Record-breaking climate disasters continue to upend lives and businesses, with over 20 extreme weather events in the US this year to date, resulting in losses greater than $1 billion. Risk modeling firm Verisk expects annual insurer losses due to climate-related disasters — such as destruction of office and manufacturing facilities — will only continue to rise and could increase by more than 40 percent. Insurance rates for real estate markets in Florida and California are becoming unaffordable and may translate to businesses needing to insure themselves. Businesses need to quickly recalibrate the value of their assets and their operational resilience in the face of climate-related disruptions to survive in this new environment.

Per the World Economic Forum’s Global Risks Report 2024, the top four risks in the next 10 years will be related to the environment and climate change. Climate-related disruptions to direct operations and value chains are expected to occur more and more frequently, impacting business continuity. Extreme heat will lead to health and safety impacts and lowered productivity — especially in industries where the workforce operates outdoors, such as agriculture and construction. Wildfires have devastating impacts on businesses and individuals directly within the line of fire, as well as indirect impacts on industries including tourism and outdoor recreation. And a McKinsey analysis found that the likelihood of hurricanes like Helene that cause significant enough damage to disrupt semiconductor supply chains may grow two to four times by 2040.

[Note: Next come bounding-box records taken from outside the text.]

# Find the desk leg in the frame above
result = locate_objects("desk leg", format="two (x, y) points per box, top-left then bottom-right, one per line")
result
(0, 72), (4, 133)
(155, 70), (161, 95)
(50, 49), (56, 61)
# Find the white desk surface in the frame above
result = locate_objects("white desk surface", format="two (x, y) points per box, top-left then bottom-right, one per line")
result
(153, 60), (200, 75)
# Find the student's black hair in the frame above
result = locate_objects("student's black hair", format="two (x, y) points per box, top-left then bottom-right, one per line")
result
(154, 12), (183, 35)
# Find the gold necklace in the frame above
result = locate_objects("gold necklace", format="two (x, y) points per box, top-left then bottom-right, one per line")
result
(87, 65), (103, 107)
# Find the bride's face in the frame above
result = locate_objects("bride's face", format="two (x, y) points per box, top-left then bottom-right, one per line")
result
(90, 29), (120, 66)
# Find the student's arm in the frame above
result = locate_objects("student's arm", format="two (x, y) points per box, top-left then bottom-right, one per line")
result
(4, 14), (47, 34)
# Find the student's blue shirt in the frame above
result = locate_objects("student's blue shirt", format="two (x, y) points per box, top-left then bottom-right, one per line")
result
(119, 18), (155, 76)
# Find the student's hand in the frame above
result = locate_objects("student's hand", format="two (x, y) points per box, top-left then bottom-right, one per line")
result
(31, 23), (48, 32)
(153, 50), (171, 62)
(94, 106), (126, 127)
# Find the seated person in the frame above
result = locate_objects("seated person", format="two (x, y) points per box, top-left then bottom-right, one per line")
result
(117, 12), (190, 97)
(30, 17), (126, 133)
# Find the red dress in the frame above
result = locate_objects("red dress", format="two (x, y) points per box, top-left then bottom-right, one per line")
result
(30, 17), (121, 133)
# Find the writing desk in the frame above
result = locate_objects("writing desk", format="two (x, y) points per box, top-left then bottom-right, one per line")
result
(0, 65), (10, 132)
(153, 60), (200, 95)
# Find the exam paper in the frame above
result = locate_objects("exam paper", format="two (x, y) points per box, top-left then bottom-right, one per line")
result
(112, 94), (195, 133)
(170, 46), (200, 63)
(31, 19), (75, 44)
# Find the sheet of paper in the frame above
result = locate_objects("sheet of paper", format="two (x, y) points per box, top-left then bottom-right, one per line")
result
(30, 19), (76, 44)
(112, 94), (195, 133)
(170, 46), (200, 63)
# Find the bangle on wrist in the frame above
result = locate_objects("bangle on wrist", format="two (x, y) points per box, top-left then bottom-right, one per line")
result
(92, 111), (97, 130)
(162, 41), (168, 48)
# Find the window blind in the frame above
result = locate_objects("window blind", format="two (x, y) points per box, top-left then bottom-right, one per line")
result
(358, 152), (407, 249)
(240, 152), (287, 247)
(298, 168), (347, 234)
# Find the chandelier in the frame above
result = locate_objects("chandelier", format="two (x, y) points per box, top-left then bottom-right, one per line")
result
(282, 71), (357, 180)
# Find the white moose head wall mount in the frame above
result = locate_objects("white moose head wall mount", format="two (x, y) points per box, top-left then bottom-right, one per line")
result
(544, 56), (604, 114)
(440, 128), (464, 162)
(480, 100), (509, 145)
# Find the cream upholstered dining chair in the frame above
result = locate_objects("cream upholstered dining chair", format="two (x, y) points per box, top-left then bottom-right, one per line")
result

Regulators are already starting to require that these risks — which are increasingly material — be disclosed and managed. The EU has put forth the Corporate Sustainability Reporting Directive (CSRD); Canada has issued the Guideline for Climate Risk Management (B-15) for federally regulated financial institutions; France has introduced a law that will impose jail terms on the directors of companies that fail to comply with CSRD; and California passed both the Climate Corporate Data Accountability Act (SB 253) and Climate-Related Financial Risk Act (SB 261), amended and signed into law at the end of September as Senate Bill 219 — which will require assurance of Scope 1, 2 and 3 greenhouse gas emissions and disclosure of climate risks.

Companies will need to prepare for these climate-related risks and regulations in the same way they learned to manage cyber security and data privacy risks with the advent of the Internet. They also need to have climate-adaptation and -mitigation strategies in place as part of enterprise risk management and have climate exposure reflected in their balance sheets.

For corporations, managing climate exposure can take the form of measuring and reducing emissions, building supply chain resiliency, relocating physical assets to lower-risk geographies, and rethinking insurance coverage. Most boards, however, are ill prepared to adequately manage these risks. A 2021 survey by INSEAD and Heidrick & Struggles, Changing the Climate in the Boardroom, found that nearly half of respondents (46 percent) said their Board has insufficient or no knowledge of climate change’s implications for financial performance. Companies will need to augment climate risk expertise among their Board members and revisit their strategy and decision-making in the context of climate considerations to prepare business for the future.

The 2024 hurricane season has been a stark reminder that no one is immune to the effects of climate change. Companies in its path have felt that acutely in the past few weeks — Sibelco and The Quartz Corp, two key players in the mining of high-purity quartz critical to semiconductor manufacturing, have seen their operations entirely shut down in its wake. This disruption could cause ripple effects throughout the tech industry, exactly as McKinsey predicted.

Ignoring these warnings is no longer an option; the resilience and sustainability of business depends on a company’s ability to address and manage its climate exposure.